Formato: Online Artículo Texto
Lenguaje:English
Publicado: Elsevier 2017
Materias:
Acceso en línea:https://www.ncbi.nlm.nih.gov/pmc/articles/PMC5328758/
https://www.ncbi.nlm.nih.gov/pubmed/28275697
http://dx.doi.org/10.1016/j.dadm.2017.01.004
Descripción
Sumario:INTRODUCTION: Biomarkers for Alzheimer's disease (AD) pathophysiology have been developed that focus on various levels of brain organization. However, no robust biomarker of large-scale network failure has been developed. Using the recently introduced cascading network failure model of AD, we developed the network failure quotient (NFQ) as a biomarker of this process. METHODS: We developed and optimized the NFQ using our recently published analyses of task-free functional magnetic resonance imaging data in clinically normal (n = 43) and AD dementia participants (n = 28) from the Alzheimer's Disease Neuroimaging Initiative. The optimized NFQ (oNFQ) was then validated in a cohort spanning the AD spectrum from the Mayo Clinic (n = 218).
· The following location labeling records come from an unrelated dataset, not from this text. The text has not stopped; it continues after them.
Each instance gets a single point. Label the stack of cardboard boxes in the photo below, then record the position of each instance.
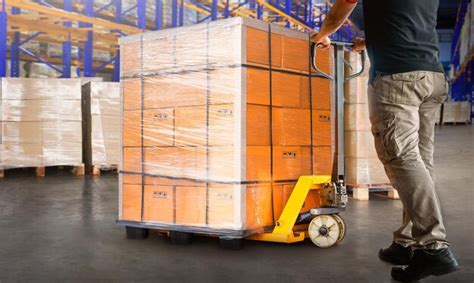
(101, 125)
(218, 124)
(41, 122)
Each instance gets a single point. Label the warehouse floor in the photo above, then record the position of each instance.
(62, 228)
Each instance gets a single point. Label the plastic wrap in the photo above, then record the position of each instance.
(363, 168)
(41, 122)
(101, 126)
(215, 132)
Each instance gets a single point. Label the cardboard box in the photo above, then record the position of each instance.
(357, 117)
(290, 91)
(323, 160)
(187, 89)
(159, 127)
(360, 144)
(177, 162)
(132, 128)
(132, 94)
(257, 86)
(321, 89)
(291, 162)
(322, 128)
(158, 204)
(191, 205)
(131, 199)
(367, 171)
(291, 126)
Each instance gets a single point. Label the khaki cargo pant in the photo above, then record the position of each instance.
(402, 112)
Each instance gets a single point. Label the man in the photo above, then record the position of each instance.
(407, 86)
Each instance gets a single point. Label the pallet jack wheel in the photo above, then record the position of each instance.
(231, 244)
(324, 231)
(181, 238)
(134, 233)
(342, 225)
RESULTS: The oNFQ (d = 1.25, 95% confidence interval [1.25, 1.26]) had the highest effect size for differentiating persons with AD dementia from clinically normal participants. The oNFQ measure performed similarly well on the validation Mayo Clinic sample (d = 1.44, 95% confidence interval [1.43, 1.44]). The oNFQ was also associated with other available key biomarkers in the Mayo cohort. DISCUSSION: This study demonstrates a measure of functional connectivity, based on a cascading network failure model of AD, and was highly successful in identifying AD dementia. A robust biomarker of the large-scale effects of AD pathophysiology will allow for richer descriptions of the disease process and its modifiers, but is not currently suitable for discriminating clinical diagnostic categories. The large-scale network level may be one of the earliest manifestations of AD, making this an attractive target for continued biomarker development to be used in prevention trials.